Bom waktu itu adalah Kresna Dwipayana, yang perilakunya membahayakan kesehatan serta lingkungan rumah. Dia selalu mengutuk, "Kapan aku bisa berjalan lagi!" , Teriaknya. Telapak tangan mencengkeram seraya dipukul-pukulkan pada pegangan kursi roda, "Empat tahun aku membusuk di rumah ini! Dan kamu bersenang-senang!"
Bila ucapannya sudah mengarah pada kecemburuan, Raisya lebih bijak menutup mulut. Dia tidak perlu membalas dengan jawab. Hidup dengan pria angkuh memberinya pelajaran supaya hatinya siap lebih lapang. Kupingnya makin membaja walau kadang tetesan air mata masih mampu membobol celah kecil. Sendirian menahan gempuran tidaklah mudah. Sandiwara dia pertontonkan kepada siapapun agar hidupnya terlihat baik-baik saja. Dibalik senyum cerianya, potong-potongan kepedihan bersemayam lugas.

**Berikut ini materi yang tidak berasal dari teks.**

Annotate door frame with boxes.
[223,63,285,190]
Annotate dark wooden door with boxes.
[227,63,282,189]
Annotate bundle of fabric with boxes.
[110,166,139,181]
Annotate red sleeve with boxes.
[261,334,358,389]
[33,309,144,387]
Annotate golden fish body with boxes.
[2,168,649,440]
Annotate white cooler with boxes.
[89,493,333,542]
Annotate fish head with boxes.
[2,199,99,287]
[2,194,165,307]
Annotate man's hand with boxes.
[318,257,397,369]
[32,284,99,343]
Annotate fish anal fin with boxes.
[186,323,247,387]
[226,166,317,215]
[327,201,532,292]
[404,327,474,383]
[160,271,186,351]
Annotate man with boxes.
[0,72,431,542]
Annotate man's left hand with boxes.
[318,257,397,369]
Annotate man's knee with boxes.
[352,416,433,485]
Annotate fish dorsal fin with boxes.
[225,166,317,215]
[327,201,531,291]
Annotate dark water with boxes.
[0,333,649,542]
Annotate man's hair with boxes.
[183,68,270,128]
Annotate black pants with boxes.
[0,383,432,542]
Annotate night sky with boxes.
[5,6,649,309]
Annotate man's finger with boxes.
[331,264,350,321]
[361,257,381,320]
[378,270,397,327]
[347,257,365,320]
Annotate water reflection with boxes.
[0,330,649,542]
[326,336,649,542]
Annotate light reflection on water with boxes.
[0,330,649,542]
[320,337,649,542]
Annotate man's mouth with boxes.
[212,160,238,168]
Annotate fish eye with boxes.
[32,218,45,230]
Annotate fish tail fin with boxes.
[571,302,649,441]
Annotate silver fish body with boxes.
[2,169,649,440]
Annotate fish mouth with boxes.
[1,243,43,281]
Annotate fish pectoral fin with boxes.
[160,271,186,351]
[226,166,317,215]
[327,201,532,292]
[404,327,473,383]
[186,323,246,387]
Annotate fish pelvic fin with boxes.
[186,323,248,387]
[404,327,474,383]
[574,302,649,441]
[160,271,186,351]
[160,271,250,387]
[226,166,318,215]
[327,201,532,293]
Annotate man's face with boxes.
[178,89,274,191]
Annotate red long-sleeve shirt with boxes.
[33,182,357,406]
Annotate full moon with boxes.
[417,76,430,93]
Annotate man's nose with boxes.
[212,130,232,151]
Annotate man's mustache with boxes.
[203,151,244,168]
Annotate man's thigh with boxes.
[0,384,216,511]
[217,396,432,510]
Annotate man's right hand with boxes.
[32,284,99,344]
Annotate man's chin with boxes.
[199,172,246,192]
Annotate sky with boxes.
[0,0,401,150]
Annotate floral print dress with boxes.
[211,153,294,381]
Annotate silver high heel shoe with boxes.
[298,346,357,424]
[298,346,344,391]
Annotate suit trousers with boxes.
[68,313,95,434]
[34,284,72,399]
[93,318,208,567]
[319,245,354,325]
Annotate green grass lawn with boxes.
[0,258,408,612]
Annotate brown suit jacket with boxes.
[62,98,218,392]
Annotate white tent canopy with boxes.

"Kalau bukan karena politik ibumu, pernikahan ini tidak terjadi". Kresna selalu mengungkit masalah.
"Tapi kita sudah punya anak, mas"
"Itu karena aku terpaksa denganmu"
"Terpaksa?". Bibir Raisya membentuk huruf O.
"Bapakku menuntut agar aku segera menikah dan punya banyak anak, supaya bisa mewarisi harta melimpahnya" Wajah Kresna menengadah. "Aku mengikuti skenario mereka"
"Kenapa tidak menolak?"
"Lha, kamu juga? Kenapa mengiyakan?". Kresna tersenyum kecut, "Kita berdua ternyata pengecut" Kresna terkekeh-kekeh, "Kita berdua pengecut! Pecundang!" Tawa panjang merapat diruangan itu.
***
Mencegat anak buahnya merupakan kebiasaan pak Bawono. "Berita apa yang kalian bawa? Jangan setor berita picisan, apalagi double kategori". Memeriksa dan ngomel-ngomel bukan sesuatu yang aneh bagi kami. Bekerja dengan bos seperti Bawono kudu mental kuat, stamina dahsyat.
"Berita ini sudah basi. Tidak menjual. Buang! Ganti yang lain" pandangan Bawono menelisik setiap tulisan yang kami buat. "Wartawan itu harus punya insting kuat. Telinga, hidung, mata dimaksimalkan. Bekerjalah seperti anjing pelacak. Endus, endus dan endus. Kita adalah pemasok nutrisi otak bagi masyarakat. Camkan itu!"
Kami biasa dibuat kelabakan bila deadline. Tekanan mampu menyemburkan dampak. Persaingan di media cetak memang sengit. Koran cetak yang hanya memuat berita-berita picisan akan tergencet. Andaipun laku, oplahnya hanya berkisar segitu-segitu saja. Karena segmen pasar mereka memang masyarakat bawah.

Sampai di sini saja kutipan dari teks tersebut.